Así, el represivo régimen soviético consiguió enrolar como espías a Guy Burgess y Anthony Blunt, a la vez que usaba como esclavos a 3.000 homosexuales.
Hoy diríamos que Münzenberg era un maestro construyendo 'marcos mentales' y creando "relatos" con los que sustituir la realidad.

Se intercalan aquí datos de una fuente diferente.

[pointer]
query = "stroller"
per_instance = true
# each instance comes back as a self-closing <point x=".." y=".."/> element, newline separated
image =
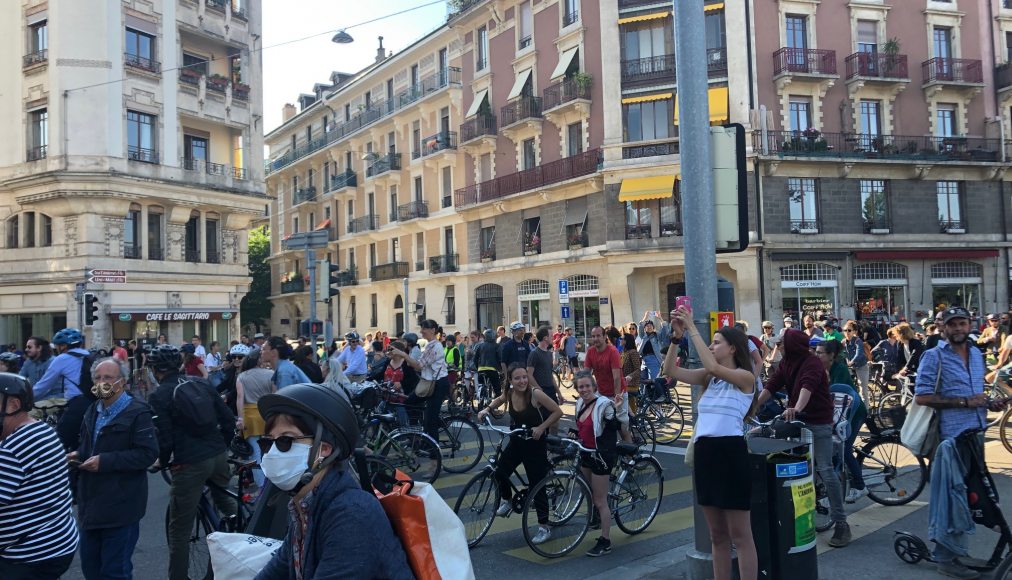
<point x="984" y="507"/>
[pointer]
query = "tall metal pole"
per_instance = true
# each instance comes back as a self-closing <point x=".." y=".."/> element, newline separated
<point x="697" y="209"/>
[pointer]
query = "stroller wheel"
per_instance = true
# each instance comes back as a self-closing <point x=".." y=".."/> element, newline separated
<point x="909" y="548"/>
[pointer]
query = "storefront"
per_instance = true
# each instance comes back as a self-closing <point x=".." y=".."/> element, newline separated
<point x="810" y="288"/>
<point x="880" y="292"/>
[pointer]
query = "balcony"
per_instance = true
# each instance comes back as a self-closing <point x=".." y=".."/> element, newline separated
<point x="444" y="263"/>
<point x="363" y="224"/>
<point x="519" y="109"/>
<point x="477" y="127"/>
<point x="412" y="211"/>
<point x="141" y="154"/>
<point x="918" y="149"/>
<point x="389" y="271"/>
<point x="952" y="71"/>
<point x="652" y="70"/>
<point x="35" y="153"/>
<point x="138" y="62"/>
<point x="304" y="194"/>
<point x="293" y="286"/>
<point x="389" y="162"/>
<point x="35" y="58"/>
<point x="876" y="66"/>
<point x="534" y="178"/>
<point x="442" y="141"/>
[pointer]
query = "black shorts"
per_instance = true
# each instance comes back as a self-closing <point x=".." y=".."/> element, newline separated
<point x="721" y="473"/>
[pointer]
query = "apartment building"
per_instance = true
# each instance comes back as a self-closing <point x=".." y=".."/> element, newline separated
<point x="882" y="155"/>
<point x="134" y="146"/>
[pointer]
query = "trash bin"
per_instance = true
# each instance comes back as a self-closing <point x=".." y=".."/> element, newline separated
<point x="783" y="501"/>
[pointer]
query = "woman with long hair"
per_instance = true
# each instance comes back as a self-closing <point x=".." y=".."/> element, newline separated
<point x="721" y="472"/>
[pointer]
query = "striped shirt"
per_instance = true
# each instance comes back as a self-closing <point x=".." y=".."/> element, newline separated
<point x="35" y="517"/>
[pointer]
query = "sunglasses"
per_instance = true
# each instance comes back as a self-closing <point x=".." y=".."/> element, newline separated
<point x="283" y="442"/>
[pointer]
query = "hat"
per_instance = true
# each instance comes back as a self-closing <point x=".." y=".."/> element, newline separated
<point x="954" y="312"/>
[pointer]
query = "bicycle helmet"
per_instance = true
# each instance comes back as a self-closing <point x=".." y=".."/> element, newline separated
<point x="165" y="358"/>
<point x="68" y="336"/>
<point x="16" y="387"/>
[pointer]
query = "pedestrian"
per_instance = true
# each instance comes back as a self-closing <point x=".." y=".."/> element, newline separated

Así pudo transmitir una versión diluida (la dosis completa los habría matado) del estalinismo a los intelectuales occidentales, que luego se convertían a su vez en prescriptores.
Münzenberg, consciente de su ingenuidad y de la facilidad con la que los engañaba, se refería a ellos como "los inocentes".
Tal vez su mayor éxito publicitario fuera conseguir ponerse a la cabeza de la ola antifascista que recorría occidente y ocultar que el "antifascismo" de los Frentes Populares estaba siendo capitaneado en la sombra por un totalitarismo igual de siniestro.
En septiembre de 1939 el fascismo de Hitler y el "antifascismo" de Stalin llegaron a un acuerdo y la guerra comenzó.
Münzenberg aprovechó en favor del régimen soviético la moda intelectual del momento y un complejo de culpa muy occidental.
Por eso, observar los movimientos políticos y culturales del siglo XX sin tener en cuenta a Münzenberg y la Komintern produce perplejidad, como ver alfileres moviéndose en la superficie de una mesa sin saber que debajo hay alguien usando un imán.
¿Existe hoy algo parecido?
Ahora mismo vivimos una potentísima moda sustentada por una mezcla de culpa y postureo moral (cuyas principales manifestaciones son el feminismo de género y el apocalipsis climático), y que no ha sido creada por los enemigos de Occidente, pero de la que sin duda se están aprovechando.
De momento, cuando vean con sorpresa a prescriptores (políticos, medios, influencers o culturetas) que se niegan a condenar dictaduras, se alinean con teocracias, defienden a periodistas-espías, o proponen decrecer con argumentos ecológicos, sospechen.
Todos ellos suelen ser baratos, y bajo la mesa hay un imán.